CodeDeploy deploy scripts

• deploy-create-users: Create OS accounts for app and deploy users
• deploy-clean-target: Delete target dir in preparation for install
• deploy-extract-release: Extract release from tar to target current dir
• deploy-set-perms: Set target file permissions so they can be used by deploy and/or app user

Build server scripts

• deploy-stage-files: Copy output files to staging directory
• deploy-sync-assets-s3: Sync priv/static files to S3 bucket for CloudFront CDN

Custom command scripts

• deploy-migrate: Migrate database on target system by running a custom command.
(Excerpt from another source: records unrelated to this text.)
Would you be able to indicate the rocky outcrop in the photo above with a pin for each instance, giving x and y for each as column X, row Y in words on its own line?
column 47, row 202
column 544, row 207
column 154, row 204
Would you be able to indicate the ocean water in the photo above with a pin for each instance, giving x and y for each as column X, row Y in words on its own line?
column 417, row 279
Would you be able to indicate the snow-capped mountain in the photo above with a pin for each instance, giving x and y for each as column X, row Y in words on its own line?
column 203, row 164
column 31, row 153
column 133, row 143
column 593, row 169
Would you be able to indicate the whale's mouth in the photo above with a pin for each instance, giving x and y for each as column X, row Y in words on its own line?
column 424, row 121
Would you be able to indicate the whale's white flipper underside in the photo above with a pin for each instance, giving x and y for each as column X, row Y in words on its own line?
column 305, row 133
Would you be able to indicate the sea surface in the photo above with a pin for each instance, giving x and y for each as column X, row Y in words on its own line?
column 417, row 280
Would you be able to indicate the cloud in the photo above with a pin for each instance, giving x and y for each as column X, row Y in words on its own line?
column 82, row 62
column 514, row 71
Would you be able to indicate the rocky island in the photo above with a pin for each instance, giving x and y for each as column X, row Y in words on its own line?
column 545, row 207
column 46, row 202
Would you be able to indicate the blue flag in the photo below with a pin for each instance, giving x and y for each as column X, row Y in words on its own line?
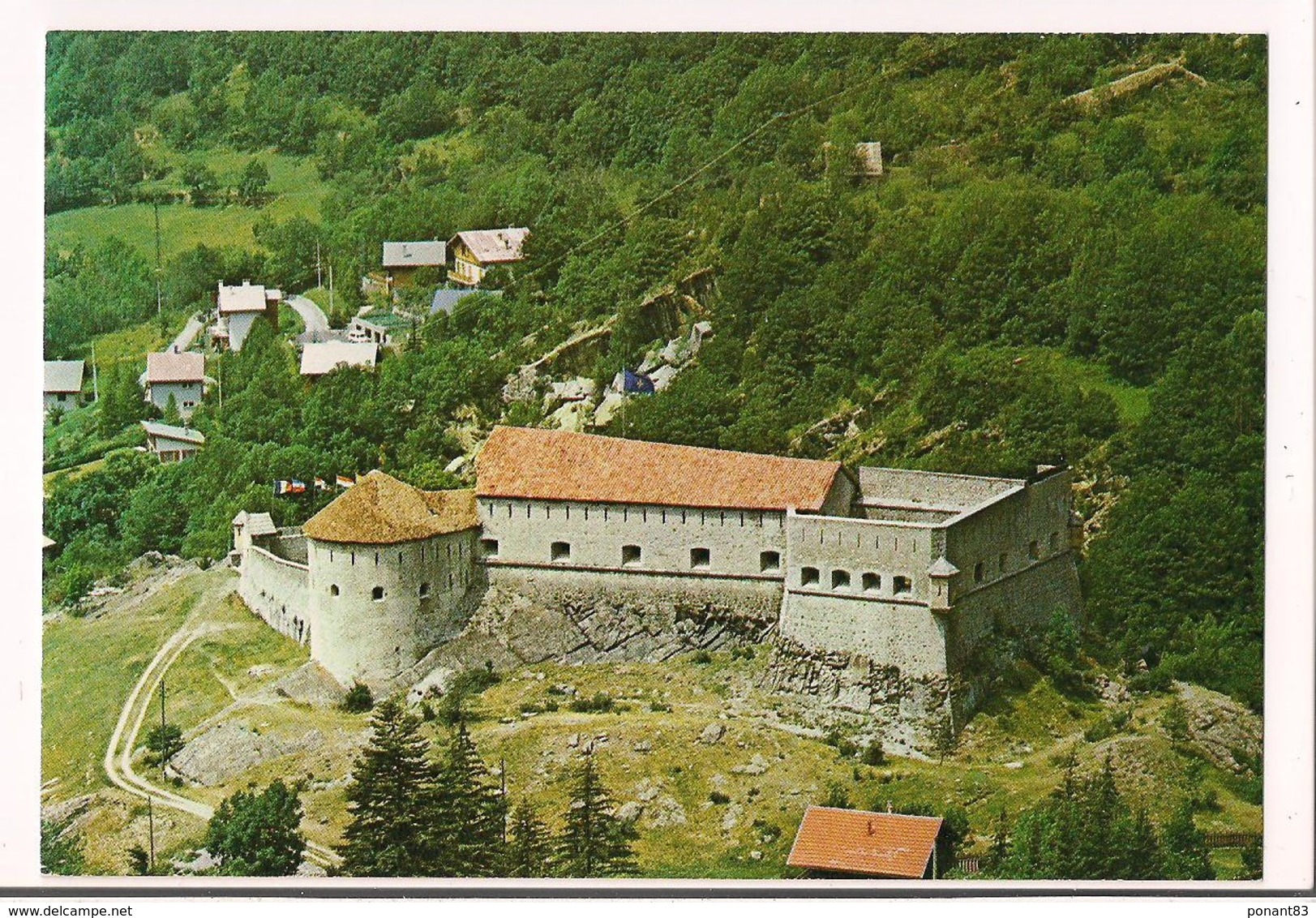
column 637, row 384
This runs under the app user account, not under sudo

• deploy-remote-console: Launch a remote console for the app, setting up the environment properly. This runs interactively under the app user account, not under sudo

Environment setup scripts

These may be called by the systemd startup unit to get the config at runtime based on the environment.

• deploy-runtime-environment-file: Create #{runtime_dir}/runtime-environment file on target from cloud-init metadata.
• deploy-runtime-environment-wrap: Get runtime environment from cloud-init metadata, set environment vars, then launch main script. Probably better done with rel/env.sh.eex.
• deploy-sync-config-s3: Sync config files from S3 bucket to app config dir
• deploy-set-cookie-ssm: Get Erlang VM cookie from AWS SSM Parameter Store and write to file. Probably better done with rel/env.sh.eex.

Dependencies

The generated scripts are mostly straight bash, with minimal dependencies.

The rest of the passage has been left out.